Do Nurses at Gardens Of Mayfield Village Stick Around?

Staff turnover at GARDENS OF MAYFIELD VILLAGE is high. At 65%, the facility is 18 percentage points above the Ohio average of 46%. High turnover means new staff may not know residents' individual needs, medications, or preferences. It can also be disorienting for residents, especially those with dementia who rely on familiar faces. Families should ask: What is causing the turnover? What retention programs are in place? How do you ensure care continuity during staff transitions?

Was Gardens Of Mayfield Village Ever Fined?

GARDENS OF MAYFIELD VILLAGE has been fined $40,462 across 1 penalty action. The Ohio average is $33,483. While any fine indicates a compliance issue, fines under $50,000 are relatively common and typically reflect isolated problems that were subsequently corrected. Families should ask what specific issues led to these fines and confirm they've been resolved.

Is Gardens Of Mayfield Village on Any Federal Watch List?

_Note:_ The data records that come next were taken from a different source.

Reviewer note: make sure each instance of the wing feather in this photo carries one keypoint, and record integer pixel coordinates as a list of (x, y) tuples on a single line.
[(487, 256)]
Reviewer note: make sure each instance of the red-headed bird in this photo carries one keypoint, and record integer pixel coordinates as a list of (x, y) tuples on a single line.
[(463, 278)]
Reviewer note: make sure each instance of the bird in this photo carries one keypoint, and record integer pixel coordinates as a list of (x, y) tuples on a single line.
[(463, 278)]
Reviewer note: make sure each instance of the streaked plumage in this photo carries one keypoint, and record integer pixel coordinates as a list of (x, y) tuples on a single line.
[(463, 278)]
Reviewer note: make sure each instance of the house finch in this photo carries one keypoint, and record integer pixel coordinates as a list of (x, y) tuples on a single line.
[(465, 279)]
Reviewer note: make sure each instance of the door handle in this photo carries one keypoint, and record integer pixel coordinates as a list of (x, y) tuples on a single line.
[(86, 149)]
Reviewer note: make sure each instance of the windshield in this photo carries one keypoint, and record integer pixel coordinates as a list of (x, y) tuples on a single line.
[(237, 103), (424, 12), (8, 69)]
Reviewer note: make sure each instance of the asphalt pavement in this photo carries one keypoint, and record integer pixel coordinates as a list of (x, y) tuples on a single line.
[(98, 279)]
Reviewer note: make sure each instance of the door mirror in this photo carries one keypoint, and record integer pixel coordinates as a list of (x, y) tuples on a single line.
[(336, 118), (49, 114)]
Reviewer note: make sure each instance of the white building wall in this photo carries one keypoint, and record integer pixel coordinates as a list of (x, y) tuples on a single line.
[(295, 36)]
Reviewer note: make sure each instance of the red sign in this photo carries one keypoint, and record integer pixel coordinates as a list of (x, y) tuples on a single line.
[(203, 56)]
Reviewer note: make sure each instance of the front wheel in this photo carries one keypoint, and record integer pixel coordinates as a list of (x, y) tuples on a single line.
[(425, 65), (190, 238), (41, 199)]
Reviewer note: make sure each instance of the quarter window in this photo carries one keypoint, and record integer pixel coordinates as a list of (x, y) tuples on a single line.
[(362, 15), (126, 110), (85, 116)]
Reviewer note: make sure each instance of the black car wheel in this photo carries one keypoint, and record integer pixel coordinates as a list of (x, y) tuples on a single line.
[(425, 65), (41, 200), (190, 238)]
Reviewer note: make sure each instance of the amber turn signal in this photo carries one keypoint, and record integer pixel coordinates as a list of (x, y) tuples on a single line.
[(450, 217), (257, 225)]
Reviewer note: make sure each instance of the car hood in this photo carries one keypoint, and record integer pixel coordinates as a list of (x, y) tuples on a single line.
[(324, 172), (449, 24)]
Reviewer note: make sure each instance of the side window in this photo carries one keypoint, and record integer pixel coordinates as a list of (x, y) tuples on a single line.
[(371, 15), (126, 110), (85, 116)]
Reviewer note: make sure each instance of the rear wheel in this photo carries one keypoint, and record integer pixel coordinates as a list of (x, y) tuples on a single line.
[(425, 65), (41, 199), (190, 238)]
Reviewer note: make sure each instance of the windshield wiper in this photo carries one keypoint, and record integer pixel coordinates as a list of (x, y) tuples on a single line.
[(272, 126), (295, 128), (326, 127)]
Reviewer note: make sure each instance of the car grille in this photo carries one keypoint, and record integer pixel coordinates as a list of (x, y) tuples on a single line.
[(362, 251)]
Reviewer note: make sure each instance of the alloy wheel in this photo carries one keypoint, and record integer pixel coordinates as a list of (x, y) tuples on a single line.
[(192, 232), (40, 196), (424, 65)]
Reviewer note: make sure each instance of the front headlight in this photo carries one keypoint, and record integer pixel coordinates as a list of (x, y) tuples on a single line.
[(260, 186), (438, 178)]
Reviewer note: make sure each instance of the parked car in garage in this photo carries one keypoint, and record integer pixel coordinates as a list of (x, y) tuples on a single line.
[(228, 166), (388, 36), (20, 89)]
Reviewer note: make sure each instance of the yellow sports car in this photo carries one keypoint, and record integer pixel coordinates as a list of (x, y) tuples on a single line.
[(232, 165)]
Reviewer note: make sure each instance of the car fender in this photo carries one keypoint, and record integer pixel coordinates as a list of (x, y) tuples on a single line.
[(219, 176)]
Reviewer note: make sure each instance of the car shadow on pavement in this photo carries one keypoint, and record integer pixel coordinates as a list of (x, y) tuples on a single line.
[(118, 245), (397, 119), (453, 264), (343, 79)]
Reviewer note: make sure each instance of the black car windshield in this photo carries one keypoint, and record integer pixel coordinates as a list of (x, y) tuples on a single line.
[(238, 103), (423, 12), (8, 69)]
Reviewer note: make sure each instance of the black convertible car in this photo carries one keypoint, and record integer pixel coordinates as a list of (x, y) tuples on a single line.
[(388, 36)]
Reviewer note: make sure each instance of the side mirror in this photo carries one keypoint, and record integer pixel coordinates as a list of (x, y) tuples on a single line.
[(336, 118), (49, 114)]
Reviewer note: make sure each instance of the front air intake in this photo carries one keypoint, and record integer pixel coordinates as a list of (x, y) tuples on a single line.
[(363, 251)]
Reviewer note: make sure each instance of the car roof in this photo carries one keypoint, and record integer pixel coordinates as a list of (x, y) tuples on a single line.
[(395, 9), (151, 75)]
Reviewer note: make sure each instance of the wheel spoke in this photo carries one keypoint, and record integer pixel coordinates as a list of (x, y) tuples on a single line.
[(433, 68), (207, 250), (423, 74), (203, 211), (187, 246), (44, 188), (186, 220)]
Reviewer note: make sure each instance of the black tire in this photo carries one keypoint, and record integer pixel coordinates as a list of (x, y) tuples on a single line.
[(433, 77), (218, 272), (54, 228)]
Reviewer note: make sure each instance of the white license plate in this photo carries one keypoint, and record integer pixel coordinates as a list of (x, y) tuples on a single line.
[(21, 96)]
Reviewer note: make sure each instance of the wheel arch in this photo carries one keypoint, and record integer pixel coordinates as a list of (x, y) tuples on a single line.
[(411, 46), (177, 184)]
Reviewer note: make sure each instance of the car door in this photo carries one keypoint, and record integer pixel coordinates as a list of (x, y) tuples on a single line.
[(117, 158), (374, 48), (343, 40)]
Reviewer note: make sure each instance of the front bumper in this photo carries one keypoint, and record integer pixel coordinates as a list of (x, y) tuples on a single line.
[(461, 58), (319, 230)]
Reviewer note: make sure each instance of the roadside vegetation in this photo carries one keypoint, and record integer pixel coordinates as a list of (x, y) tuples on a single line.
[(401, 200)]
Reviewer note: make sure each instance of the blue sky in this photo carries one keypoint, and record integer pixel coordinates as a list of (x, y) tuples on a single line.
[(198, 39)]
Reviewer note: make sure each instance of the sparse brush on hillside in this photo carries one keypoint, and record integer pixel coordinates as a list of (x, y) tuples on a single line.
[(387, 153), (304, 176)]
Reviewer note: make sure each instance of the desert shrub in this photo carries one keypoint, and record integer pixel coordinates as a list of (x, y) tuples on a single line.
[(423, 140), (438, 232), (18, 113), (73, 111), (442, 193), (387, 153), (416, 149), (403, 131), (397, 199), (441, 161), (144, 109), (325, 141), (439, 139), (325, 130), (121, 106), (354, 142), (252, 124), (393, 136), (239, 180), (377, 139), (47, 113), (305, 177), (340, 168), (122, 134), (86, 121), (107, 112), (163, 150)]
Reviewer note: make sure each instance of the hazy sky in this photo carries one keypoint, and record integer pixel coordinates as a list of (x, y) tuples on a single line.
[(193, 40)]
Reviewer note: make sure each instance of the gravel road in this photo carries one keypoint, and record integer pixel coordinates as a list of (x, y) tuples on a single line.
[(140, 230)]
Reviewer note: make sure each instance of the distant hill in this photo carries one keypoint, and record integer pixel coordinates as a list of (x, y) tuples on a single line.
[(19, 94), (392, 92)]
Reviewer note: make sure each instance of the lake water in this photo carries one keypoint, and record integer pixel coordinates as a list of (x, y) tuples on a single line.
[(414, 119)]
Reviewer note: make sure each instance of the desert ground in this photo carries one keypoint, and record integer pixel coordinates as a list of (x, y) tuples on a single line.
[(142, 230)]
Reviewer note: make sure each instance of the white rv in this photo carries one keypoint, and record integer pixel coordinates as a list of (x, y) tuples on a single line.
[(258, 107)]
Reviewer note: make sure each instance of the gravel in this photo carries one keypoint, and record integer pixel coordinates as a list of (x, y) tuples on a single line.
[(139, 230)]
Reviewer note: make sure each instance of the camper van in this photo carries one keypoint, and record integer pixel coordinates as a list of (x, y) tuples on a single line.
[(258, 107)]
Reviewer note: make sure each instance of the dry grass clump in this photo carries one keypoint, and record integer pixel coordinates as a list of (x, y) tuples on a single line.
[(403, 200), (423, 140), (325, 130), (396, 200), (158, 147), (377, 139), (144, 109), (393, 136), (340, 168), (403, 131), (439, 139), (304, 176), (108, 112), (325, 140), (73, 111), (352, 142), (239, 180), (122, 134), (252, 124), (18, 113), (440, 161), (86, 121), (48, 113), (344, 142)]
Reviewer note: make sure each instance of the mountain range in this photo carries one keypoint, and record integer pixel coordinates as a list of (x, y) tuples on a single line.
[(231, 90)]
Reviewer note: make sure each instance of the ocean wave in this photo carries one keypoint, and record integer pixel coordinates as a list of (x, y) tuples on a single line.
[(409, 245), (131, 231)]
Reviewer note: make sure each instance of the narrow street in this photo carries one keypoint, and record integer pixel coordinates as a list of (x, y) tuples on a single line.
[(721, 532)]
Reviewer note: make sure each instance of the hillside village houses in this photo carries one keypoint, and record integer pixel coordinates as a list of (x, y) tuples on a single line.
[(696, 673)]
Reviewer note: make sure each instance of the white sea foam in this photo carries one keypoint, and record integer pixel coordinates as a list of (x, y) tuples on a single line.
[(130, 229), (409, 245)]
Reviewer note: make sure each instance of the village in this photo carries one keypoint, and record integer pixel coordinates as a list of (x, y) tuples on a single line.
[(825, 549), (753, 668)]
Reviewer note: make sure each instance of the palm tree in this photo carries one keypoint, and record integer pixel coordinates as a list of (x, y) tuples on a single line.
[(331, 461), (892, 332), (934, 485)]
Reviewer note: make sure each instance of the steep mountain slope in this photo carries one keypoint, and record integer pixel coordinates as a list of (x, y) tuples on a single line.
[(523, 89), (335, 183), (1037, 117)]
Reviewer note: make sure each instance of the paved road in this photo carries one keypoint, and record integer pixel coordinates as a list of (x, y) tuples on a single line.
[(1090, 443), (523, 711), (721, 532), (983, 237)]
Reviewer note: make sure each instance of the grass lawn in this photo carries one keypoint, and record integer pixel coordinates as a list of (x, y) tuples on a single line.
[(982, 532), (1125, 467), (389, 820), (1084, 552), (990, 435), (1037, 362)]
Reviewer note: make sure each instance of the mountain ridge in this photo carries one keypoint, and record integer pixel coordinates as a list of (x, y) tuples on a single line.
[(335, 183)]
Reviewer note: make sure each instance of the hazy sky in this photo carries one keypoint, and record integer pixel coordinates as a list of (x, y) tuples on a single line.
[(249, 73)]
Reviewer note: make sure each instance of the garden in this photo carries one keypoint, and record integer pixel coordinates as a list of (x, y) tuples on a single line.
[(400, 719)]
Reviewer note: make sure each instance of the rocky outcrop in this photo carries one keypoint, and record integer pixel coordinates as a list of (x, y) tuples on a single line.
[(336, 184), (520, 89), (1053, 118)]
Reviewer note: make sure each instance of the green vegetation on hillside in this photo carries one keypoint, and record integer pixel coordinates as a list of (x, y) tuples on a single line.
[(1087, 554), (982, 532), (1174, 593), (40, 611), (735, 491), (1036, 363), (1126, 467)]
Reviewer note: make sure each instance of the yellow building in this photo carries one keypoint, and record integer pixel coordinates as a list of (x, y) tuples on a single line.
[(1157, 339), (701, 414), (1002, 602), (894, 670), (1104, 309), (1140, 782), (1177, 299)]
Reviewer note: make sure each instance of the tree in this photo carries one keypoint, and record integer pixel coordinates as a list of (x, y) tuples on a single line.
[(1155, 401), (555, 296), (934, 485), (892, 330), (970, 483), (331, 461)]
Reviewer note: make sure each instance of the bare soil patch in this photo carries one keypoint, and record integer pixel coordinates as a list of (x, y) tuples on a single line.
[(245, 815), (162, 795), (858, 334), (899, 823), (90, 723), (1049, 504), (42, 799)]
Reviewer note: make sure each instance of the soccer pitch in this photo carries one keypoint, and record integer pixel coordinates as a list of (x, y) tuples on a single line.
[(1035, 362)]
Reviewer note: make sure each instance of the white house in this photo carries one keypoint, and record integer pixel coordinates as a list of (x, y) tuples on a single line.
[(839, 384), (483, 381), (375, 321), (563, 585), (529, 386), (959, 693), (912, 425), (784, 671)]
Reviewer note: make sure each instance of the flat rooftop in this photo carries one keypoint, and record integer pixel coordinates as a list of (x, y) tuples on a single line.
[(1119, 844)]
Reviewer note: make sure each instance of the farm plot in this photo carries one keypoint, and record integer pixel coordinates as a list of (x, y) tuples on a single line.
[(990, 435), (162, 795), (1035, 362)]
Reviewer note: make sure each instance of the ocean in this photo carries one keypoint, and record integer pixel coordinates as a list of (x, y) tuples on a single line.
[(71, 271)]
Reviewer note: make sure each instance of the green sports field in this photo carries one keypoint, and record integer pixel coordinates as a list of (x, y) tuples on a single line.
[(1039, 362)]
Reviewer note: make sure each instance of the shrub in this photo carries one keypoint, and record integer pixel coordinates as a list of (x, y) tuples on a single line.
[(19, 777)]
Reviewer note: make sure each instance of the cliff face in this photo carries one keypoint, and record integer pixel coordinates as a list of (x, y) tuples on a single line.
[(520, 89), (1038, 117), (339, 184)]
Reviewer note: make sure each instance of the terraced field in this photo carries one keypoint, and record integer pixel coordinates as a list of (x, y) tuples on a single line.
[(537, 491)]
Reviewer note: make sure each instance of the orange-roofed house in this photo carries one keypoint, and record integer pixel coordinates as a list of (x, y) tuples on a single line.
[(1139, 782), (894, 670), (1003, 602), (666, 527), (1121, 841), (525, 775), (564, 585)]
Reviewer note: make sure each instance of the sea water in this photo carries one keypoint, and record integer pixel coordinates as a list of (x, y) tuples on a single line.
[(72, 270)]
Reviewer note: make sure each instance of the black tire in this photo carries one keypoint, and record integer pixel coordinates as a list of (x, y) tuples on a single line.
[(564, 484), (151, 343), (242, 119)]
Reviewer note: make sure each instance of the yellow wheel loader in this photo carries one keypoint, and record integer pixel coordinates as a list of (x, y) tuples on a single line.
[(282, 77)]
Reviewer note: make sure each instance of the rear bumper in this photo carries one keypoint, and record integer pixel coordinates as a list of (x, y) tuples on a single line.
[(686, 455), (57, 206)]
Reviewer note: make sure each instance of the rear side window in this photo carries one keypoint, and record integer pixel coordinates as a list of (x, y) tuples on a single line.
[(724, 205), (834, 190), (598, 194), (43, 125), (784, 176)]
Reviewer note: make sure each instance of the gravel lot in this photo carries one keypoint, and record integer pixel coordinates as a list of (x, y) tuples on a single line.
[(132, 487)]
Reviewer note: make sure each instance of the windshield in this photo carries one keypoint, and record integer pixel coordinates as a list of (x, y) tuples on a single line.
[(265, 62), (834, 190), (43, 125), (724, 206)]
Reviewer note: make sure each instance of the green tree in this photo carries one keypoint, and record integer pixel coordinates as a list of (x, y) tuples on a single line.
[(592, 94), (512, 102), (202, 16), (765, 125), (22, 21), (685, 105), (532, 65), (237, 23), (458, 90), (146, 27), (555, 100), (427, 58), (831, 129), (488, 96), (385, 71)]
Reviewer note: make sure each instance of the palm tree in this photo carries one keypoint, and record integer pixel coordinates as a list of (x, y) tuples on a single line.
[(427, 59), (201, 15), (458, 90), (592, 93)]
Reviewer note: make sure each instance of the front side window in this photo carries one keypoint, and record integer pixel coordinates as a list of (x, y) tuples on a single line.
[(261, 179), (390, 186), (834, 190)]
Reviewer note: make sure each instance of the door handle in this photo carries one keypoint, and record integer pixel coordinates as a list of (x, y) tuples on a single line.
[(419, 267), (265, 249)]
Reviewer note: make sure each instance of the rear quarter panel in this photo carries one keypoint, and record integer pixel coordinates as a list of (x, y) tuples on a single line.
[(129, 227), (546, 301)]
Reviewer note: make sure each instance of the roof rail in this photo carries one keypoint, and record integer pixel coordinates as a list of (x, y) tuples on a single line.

GARDENS OF MAYFIELD VILLAGE is currently an SFF Candidate, meaning CMS has identified it as potentially qualifying for the Special Focus Facility watch list. SFF Candidates have a history of serious deficiencies but haven't yet reached the threshold for full SFF designation. The facility is being monitored more closely — if problems continue, it may be added to the official watch list. Families should ask what the facility is doing to address the issues that led to this status.